Even though the humanities have largely become my dominant interest, I’ve never gotten over my love of science, especially as it pertains to the beauty of the universe. Images like the following, from Astronomy Picture of the Day, always reaffirm why.

The Mangaia's Milky Way

If you click the hyperlink, you’ll see the original photo and be able to click it for a larger view. It’s breathtakingly spectacular, especially when you think about your size and place relative to all those billions of planets and stars. This subject represents just one component of our single vast galaxy -i imagine the millions of other galaxies and all their billions of celestial objects. It’s mentally staggering to try to comprehend it.

The description of the picture, credited to amateur Turkish astronomer and night photographer Tunc Tezel, is as follows:

From Sagittarius to Carina, the Milky Way Galaxy shines in this dark night sky above planet Earth’s lush island paradise of Mangaia. Familiar to denizens of the southern hemisphere, the gorgeous skyscape includes the bulging galactic center at the upper left and bright stars Alpha and Beta Centauri just right of center. About 10 kilometers wide, volcanic Mangaia is the southern most of the Cook Islands. Geologists estimate that at 18 million years old it is the oldest island in the Pacific Ocean. Of course, the Milky Way is somewhat older, with the galaxy’s oldest stars estimated to be over 13 billion years old. (Editor’s note: This image holds the distinction of being selected as winner in the Royal Observatory, Greenwich, Astronomy Photographer of the Year competition in the Earth and Space category.)
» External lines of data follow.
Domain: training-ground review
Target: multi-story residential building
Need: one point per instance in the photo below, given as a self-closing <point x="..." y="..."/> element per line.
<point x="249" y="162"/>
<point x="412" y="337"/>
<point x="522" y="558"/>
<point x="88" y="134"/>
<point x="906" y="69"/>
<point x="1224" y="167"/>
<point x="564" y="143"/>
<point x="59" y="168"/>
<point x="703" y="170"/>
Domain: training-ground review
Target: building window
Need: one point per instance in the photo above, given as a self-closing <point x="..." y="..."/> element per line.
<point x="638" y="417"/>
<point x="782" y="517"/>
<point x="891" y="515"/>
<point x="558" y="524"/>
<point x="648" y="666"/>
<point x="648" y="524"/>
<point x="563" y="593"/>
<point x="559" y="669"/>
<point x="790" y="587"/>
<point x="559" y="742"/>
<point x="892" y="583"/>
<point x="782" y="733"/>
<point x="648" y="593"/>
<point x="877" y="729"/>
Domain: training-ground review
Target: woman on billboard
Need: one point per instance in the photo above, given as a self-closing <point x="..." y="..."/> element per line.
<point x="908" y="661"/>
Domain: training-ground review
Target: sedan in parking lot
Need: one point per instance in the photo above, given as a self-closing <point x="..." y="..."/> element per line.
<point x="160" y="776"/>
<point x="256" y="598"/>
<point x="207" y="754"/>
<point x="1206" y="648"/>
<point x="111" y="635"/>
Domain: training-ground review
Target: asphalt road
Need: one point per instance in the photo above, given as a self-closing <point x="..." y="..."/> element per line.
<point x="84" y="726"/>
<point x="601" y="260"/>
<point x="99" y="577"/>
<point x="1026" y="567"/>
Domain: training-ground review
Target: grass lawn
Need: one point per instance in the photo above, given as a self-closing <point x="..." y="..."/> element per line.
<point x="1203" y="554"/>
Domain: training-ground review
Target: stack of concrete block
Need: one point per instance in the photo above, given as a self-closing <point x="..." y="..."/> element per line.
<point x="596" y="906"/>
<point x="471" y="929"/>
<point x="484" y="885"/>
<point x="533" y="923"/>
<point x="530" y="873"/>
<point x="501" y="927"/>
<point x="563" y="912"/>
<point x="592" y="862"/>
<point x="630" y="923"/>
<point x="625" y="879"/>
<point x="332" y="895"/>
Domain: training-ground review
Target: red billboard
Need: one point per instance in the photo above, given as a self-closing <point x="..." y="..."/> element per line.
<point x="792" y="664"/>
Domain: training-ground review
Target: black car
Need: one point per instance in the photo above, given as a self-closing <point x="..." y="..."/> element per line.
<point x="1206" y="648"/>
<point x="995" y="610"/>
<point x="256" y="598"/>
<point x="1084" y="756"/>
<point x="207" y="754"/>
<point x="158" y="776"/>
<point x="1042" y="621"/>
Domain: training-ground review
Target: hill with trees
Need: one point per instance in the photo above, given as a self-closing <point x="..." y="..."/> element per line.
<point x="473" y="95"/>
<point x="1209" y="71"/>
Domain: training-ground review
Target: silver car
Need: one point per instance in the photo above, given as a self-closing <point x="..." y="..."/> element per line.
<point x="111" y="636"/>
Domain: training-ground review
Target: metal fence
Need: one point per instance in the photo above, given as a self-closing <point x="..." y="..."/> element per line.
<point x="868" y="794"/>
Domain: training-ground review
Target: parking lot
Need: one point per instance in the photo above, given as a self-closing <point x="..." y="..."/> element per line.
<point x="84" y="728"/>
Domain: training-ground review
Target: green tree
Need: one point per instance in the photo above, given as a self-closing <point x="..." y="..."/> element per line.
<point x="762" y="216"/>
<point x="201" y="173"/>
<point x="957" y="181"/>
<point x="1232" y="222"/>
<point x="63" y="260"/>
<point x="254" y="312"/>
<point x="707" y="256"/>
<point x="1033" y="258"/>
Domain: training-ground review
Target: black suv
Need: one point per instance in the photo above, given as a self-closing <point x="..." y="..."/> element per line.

It must be quite a job to travel the world photographing space at it’s most gorgeous displays. The fact that Mr. Tezel had to travel to the relatively isolated Cook Islands (also beauties of nature) betrays a sad fact: thanks to light pollution, most of us could barely scratch the surface of what is contained in the great beyond. You have to go pretty out-of-the-way to see space in it’s full glory. I no doubt hope to do so someday (I never did get that telescope, but I certainly plan to).

If anyone is interested, the photographer has an online gallery with dozens of these kind of images captured from around the world (including some rare occurrences, such as meteor showers, occultations, and eclipses). It’s part of a larger collection from astronomers comprising the group, The World At Night (TWAN). It goes without saying that I definitely encourage you all to browse through it if you have the chance.